The study – Raising the Age of Medicare Eligibility: A Fresh Look Following Implementation of Health Reform – examines the potential changes suggested in several deficit reduction plans.
The study also estimates that raising the Medicare eligibility age would raise premiums by 3% for those who remain on Medicare and for those who get coverage through health reform's new insurance exchanges. The study assumes both full implementation of the Affordable Care Act and the higher eligibility age in 2014.
Among the estimated five million affected 65- and 66-year-olds, about three in four would pay an average of $2,400 more for their healthcare in 2014 than they would have paid if covered under Medicare, the study said.

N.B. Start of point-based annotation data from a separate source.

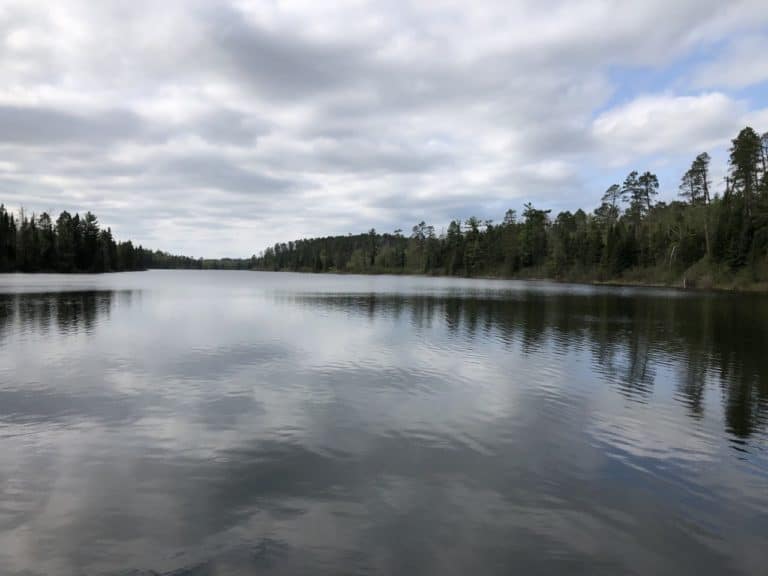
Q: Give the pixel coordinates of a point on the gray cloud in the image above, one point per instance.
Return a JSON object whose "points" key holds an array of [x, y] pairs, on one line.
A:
{"points": [[37, 126], [216, 128]]}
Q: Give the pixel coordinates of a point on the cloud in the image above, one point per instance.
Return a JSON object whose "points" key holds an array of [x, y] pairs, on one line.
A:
{"points": [[309, 118], [740, 65], [666, 124]]}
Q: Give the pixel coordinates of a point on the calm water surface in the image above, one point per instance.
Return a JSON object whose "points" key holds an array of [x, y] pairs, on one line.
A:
{"points": [[207, 423]]}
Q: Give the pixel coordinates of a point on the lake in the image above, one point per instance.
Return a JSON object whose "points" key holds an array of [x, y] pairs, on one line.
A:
{"points": [[209, 423]]}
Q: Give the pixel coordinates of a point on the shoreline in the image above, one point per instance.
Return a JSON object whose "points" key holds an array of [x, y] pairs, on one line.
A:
{"points": [[759, 287]]}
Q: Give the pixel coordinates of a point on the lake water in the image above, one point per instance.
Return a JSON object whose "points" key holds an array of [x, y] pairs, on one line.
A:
{"points": [[210, 423]]}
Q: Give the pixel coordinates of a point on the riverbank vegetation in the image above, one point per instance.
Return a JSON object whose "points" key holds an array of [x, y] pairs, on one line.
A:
{"points": [[37, 243], [703, 239]]}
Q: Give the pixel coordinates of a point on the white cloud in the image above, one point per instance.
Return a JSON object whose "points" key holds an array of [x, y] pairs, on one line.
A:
{"points": [[666, 124], [316, 118], [741, 64]]}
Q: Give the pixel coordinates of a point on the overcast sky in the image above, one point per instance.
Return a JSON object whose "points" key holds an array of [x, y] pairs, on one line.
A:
{"points": [[214, 128]]}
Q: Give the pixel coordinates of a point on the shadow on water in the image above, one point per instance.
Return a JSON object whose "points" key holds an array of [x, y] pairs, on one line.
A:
{"points": [[705, 337], [61, 312]]}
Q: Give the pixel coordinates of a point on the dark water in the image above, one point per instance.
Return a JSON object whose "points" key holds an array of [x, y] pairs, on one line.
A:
{"points": [[208, 423]]}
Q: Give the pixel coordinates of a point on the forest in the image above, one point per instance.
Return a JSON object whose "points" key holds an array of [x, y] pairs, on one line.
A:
{"points": [[702, 239], [78, 244]]}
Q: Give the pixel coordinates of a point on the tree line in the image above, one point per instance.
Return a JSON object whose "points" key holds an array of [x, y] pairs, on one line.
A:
{"points": [[37, 243], [701, 237]]}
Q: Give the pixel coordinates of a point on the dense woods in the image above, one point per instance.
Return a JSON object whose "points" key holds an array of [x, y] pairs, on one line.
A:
{"points": [[73, 244], [702, 238]]}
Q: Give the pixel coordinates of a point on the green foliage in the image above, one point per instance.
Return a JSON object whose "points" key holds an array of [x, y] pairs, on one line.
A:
{"points": [[74, 244], [663, 242]]}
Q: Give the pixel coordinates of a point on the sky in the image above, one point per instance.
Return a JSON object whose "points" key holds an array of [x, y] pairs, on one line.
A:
{"points": [[218, 128]]}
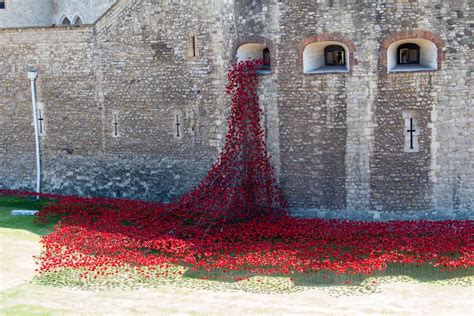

Nearly one in four are expected to have lower out-of-pocket spending, mainly due to the ACA's coverage expansions through Medicaid and the premium tax credits available to low- and middle-income Americans.
"Raising Medicare's age of eligibility would obviously reduce Medicare spending, but would also shift costs onto seniors and employers, and increase costs elsewhere on the federal ledger," said Kaiser Family Foundation Vice President Tricia Neuman. "This analysis drives home the tough policy choices that lie ahead when Washington gets serious about reducing the federal deficit."
In the absence of the health reform law, raising Medicare eligibility age would create more uninsured, according to other studies, as many older Americans would have difficulty finding affordable coverage in the individual market.